The important thing you need to think about is using more than one
server.
For example, page caching is great, but if you’re using Mongrel to serve
the
cached pages, you’re not getting all of the benefits that page caching
provides. You want a static web server to serve your static content
(images,
js, stylesheets, html files), Reserve Mongrel for handling the actual
requests. See Apache + mod_proxy_balance + Mongrel_cluster or
nginx+mongrel_cluster.
I’m running both webrick and mongrel on ubuntu.
I also have a server thats running for almost 3 weeks now, on webrick
production.
So Brian, If I understand you correctly, there should be no big
differences between mongrel/webrick,
but mongrel can be better used concurrently?
The apache combination is something I will look in to!
Yeah… but to put it better… webrick is not meant for production.
It’s
just not designed for it and will usually choke under load.

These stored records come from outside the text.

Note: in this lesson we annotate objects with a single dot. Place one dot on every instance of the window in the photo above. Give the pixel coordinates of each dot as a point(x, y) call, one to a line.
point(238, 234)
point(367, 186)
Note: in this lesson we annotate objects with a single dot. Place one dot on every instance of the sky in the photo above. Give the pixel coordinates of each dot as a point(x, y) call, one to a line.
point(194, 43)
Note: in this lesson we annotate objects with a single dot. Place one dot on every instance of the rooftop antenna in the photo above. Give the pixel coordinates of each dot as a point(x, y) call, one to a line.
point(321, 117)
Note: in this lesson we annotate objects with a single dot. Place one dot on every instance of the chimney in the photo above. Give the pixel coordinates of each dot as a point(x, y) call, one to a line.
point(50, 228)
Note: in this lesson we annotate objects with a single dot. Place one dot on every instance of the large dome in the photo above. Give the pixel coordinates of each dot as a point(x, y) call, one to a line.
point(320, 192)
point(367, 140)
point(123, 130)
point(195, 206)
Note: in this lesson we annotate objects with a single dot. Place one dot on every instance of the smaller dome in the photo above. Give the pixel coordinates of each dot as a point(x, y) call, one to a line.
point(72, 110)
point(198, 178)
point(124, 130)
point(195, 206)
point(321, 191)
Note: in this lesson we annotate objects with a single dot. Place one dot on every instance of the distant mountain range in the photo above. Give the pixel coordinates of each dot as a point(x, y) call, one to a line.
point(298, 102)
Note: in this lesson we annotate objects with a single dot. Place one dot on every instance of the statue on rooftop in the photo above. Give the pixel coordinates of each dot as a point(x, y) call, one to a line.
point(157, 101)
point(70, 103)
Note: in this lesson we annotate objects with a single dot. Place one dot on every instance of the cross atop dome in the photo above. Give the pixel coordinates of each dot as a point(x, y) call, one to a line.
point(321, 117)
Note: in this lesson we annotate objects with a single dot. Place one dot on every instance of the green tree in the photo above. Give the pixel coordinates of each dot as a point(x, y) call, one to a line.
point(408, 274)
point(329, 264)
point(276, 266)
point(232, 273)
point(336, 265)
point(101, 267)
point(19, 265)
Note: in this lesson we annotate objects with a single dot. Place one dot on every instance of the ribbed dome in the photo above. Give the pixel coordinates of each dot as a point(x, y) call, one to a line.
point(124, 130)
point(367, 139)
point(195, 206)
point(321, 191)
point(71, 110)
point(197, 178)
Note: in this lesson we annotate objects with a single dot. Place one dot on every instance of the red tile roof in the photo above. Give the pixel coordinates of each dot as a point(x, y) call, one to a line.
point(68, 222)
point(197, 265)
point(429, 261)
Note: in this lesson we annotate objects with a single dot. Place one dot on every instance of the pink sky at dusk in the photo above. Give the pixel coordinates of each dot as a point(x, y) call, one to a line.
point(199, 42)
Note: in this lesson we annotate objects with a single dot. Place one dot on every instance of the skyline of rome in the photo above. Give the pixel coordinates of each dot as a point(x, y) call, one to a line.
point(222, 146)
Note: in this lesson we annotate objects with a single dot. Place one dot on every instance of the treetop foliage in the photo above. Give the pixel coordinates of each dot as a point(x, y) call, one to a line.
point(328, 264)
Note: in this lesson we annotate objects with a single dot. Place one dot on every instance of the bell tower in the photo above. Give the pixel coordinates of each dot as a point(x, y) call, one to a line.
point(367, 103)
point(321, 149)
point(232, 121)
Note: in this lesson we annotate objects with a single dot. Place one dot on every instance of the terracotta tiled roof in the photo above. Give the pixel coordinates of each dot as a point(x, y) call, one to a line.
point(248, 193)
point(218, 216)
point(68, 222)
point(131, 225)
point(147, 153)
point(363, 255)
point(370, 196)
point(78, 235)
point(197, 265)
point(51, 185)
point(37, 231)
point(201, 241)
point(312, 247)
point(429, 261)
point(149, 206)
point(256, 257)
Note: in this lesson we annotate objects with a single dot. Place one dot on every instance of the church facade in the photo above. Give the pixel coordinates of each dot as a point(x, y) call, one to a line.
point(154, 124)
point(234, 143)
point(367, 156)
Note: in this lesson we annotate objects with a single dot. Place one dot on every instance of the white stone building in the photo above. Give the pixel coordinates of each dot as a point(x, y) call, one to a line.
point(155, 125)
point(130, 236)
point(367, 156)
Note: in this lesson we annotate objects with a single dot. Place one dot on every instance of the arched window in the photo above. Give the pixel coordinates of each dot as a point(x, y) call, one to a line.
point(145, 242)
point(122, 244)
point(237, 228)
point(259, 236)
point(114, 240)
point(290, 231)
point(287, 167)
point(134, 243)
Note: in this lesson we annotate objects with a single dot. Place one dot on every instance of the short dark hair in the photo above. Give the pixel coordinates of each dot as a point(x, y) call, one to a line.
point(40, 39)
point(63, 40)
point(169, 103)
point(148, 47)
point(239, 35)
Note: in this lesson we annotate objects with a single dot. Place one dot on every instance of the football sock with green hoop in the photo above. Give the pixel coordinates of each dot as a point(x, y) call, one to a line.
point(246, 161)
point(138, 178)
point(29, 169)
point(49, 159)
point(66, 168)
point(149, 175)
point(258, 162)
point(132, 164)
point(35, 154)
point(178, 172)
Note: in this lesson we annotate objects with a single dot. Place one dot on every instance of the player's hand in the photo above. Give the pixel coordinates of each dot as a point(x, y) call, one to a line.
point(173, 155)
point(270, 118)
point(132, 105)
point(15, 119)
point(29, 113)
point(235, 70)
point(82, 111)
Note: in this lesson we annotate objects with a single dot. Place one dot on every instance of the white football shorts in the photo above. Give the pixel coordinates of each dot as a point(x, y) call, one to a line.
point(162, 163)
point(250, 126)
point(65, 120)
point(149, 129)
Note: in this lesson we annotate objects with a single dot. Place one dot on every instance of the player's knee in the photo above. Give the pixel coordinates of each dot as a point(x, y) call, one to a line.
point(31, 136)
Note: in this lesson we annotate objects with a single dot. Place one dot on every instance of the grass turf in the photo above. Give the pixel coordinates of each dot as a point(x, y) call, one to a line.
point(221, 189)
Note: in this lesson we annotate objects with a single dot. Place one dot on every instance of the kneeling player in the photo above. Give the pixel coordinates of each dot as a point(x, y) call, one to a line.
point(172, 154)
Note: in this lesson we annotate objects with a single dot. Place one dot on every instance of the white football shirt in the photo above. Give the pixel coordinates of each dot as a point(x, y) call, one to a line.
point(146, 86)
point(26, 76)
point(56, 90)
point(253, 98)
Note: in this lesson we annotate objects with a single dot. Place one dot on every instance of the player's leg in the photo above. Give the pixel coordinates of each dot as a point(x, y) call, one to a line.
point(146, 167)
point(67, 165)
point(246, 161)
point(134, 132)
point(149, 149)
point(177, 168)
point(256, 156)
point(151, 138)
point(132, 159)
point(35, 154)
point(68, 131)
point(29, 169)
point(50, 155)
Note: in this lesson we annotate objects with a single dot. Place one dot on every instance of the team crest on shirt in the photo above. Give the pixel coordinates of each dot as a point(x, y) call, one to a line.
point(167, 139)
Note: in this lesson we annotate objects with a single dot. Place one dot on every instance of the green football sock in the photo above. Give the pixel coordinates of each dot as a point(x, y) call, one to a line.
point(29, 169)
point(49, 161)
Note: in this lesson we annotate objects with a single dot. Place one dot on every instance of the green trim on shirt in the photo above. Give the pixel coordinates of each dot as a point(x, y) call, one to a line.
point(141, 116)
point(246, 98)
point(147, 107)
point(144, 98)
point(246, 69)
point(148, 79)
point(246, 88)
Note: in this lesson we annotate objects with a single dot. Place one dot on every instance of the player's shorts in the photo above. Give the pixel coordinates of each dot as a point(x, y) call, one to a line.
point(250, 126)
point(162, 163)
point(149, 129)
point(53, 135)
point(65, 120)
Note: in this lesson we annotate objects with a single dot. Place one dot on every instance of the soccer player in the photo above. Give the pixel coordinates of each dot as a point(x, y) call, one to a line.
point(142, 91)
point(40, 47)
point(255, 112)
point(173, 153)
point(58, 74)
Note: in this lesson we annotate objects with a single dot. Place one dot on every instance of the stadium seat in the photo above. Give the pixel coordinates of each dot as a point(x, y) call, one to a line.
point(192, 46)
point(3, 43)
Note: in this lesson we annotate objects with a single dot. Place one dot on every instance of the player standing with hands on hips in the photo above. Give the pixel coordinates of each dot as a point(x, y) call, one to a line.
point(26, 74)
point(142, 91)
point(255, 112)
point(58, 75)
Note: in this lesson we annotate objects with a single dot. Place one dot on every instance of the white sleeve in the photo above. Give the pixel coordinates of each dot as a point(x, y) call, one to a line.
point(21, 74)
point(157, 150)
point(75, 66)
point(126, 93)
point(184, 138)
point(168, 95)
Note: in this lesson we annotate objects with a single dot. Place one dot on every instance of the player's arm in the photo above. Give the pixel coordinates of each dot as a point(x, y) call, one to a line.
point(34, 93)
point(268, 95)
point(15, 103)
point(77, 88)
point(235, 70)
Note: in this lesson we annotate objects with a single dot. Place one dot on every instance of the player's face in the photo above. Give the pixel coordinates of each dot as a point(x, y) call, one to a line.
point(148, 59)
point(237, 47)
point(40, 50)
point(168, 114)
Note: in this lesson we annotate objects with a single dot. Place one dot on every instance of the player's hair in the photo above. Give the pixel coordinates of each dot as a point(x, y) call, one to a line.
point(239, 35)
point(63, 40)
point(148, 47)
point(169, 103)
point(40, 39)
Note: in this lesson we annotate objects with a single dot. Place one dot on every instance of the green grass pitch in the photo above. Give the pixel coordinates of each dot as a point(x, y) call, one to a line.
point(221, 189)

Rails is single-threaded… if you have only one mongrel running, you
can
only process one request at a time. That’s why we load-balance. (It’s
not as
bad as it sounds though, as most requests happen quickly. 2 is decent,
4 is
really good, I think I read that twitter uses something like 16 or
something?
I don’t know what tool you’re using for your tests, but you might also
want
to consider httperf.
In fact, there’s a great screen cast on benchmarking that you should
pick
up. It only costs $9 and is quite awesome.